NEW YORK (Reuters) - Hurricane Sandy will likely cost telephone and cable service providers hundreds of millions of dollars, with companies such as Verizon Communications (VZ.N) and Cablevision Systems Corp CVC.N hit hardest, according to analysts.
The storm could end up costing cable and telephone network operators $550 million to $600 million in clean-up and repair costs, according to Barclays analyst James Ratcliffe.
New York-based Verizon has been struggling to restart its services in parts of New York due to flooding and power outages in Lower Manhattan, Queens and Long Island after Sandy hit the U.S. Northeast on Monday night.
Verizon was still trying to pump out water from its central offices in lower Manhattan on Thursday. An executive said it could take Verizon two weeks to restore services to all its customers.
The company is using tens of thousands of gallons of fuel per day to power repair trucks and backup generators in areas where electricity is out. And with reports of fuel shortages in the hurricane zone, “there’s a decent amount of competition” to procure diesel for the generators, he said.
Many Verizon employees involved in the recovery are scheduled to work 12-hour days seven days a week to fix the network, up from their typical 40 hour week, he said.
Ratcliffe estimated that Sandy would cost Verizon about $306 million, compared with his estimate for $180 million in costs from Hurricane Irene, which hit the New York region in 2011.
“The damage is worse and downtown Manhattan is a huge hub of network infrastructure,” Ratcliffe said.
In the third quarter of 2011, Verizon booked a charge of $250 million or 5 cents per share as a result of Hurricane Irene and a two-week strike by about half its wireline workers.
Evercore analyst Jonathan Schildkraut estimated that most of that charge was related to Irene.
“I’d imagine this is significantly worse,” he said referring to costs from Sandy.
Verizon reported a profit of $1.59 billion, or 56 cents per share in the third quarter of 2012.
Barclay’s Ratcliffe estimated that Cablevision would be set back about $36 million by Sandy.
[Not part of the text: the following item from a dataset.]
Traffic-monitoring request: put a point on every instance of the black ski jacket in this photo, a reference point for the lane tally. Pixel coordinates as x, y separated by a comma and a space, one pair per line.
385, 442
This would represent more than 6 percent of his expectation for fourth-quarter earnings before interest, tax, depreciation and amortization (EBITDA). Damage from Irene cost Cablevision about $16 million.
In comparison the costs will represent just 3 percent of Verizon’s EBITDA, Ratcliffe said.
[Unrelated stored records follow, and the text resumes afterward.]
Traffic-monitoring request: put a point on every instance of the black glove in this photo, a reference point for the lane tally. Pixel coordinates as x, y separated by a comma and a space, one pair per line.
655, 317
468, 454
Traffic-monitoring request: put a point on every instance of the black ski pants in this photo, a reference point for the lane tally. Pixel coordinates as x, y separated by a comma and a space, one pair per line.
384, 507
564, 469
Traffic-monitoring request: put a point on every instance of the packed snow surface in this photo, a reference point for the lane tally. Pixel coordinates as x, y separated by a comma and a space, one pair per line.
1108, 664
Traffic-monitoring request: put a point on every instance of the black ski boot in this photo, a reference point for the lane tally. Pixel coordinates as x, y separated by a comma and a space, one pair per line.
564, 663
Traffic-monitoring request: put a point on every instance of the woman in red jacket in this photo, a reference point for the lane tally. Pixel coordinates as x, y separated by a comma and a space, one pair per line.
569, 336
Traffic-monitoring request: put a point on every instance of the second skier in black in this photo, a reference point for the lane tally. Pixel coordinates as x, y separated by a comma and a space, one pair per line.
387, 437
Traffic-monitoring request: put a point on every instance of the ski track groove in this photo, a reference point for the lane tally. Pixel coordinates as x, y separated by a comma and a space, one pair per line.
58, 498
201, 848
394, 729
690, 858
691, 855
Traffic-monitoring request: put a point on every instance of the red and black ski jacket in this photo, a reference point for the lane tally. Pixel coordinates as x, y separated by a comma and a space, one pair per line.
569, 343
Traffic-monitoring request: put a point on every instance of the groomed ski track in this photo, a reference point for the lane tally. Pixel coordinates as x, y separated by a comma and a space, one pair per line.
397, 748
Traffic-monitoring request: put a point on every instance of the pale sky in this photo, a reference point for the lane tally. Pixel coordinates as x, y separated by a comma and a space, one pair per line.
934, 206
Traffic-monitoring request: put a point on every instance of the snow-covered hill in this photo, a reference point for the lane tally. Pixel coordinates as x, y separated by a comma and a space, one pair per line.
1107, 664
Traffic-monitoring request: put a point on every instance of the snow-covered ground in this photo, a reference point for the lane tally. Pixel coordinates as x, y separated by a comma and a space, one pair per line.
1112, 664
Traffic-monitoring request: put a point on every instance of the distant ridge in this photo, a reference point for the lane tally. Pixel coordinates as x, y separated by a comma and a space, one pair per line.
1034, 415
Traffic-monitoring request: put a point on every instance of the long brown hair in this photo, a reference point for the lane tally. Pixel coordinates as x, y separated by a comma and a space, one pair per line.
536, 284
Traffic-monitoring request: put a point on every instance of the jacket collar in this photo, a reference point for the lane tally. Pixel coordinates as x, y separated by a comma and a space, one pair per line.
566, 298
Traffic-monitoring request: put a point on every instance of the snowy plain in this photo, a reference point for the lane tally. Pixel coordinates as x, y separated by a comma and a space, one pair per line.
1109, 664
Cablevision will have “the biggest impact relative to its size” according to the analyst.
Cablevision said on Thursday that roughly half its 3.3 million customers were without power and some customers who had electric power still had no cable service.
After the outage, analysts including Michael McCormack at Nomura worried whether Cablevision would be able to raise its prices for customers this year, as is expected by many analysts.
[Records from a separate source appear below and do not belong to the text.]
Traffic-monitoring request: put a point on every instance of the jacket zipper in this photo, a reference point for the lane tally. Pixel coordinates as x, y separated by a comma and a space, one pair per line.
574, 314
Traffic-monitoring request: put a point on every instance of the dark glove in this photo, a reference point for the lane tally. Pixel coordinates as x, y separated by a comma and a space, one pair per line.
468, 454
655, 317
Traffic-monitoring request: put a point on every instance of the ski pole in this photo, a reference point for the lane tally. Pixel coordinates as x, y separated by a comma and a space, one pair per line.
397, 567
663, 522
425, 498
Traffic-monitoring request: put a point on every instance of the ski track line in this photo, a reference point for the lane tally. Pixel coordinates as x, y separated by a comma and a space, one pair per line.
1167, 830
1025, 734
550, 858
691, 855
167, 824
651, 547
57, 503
Wireless operators are also struggling to restore services to their customers as cellphone towers were knocked off line by power outages and flooding.
The U.S. Federal Communications Commission said on Thursday that about 19 percent of towers were still offline that morning down from 25 percent the day after the storm.
Verizon Wireless, a venture of Verizon Communications and Vodafone Group Plc (VOD.L), said on Thursday that about 96 percent of their cellsite were up an running, up from 94 percent the day before.
Sprint, the No. 3 U.S. operator said that more than 80 percent of its network was operating by Thursday evening.
T-Mobile USA, a unit of Deutsche Telekom (DTEGn.DE), said it had completed 85 percent of its restoration in New York by Thursday evening. However it is only 80 percent complete in Staten Island, a borough of New York.
AT&T and T-Mobile USA on Wednesday agreed to open their networks to each other’s customers in a roaming deal to help provide their customers service more quickly after the storm.
Nomura’s McCormack said that operator costs from Sandy could be twice or three times the costs from Irene, but even then he said the telecom and cable companies are big enough to absorb the extra expenses without hurting valuations.
“Right now the only concerns I’ve heard from investors is whether this will be a distraction from the ongoing business,” McCormack said.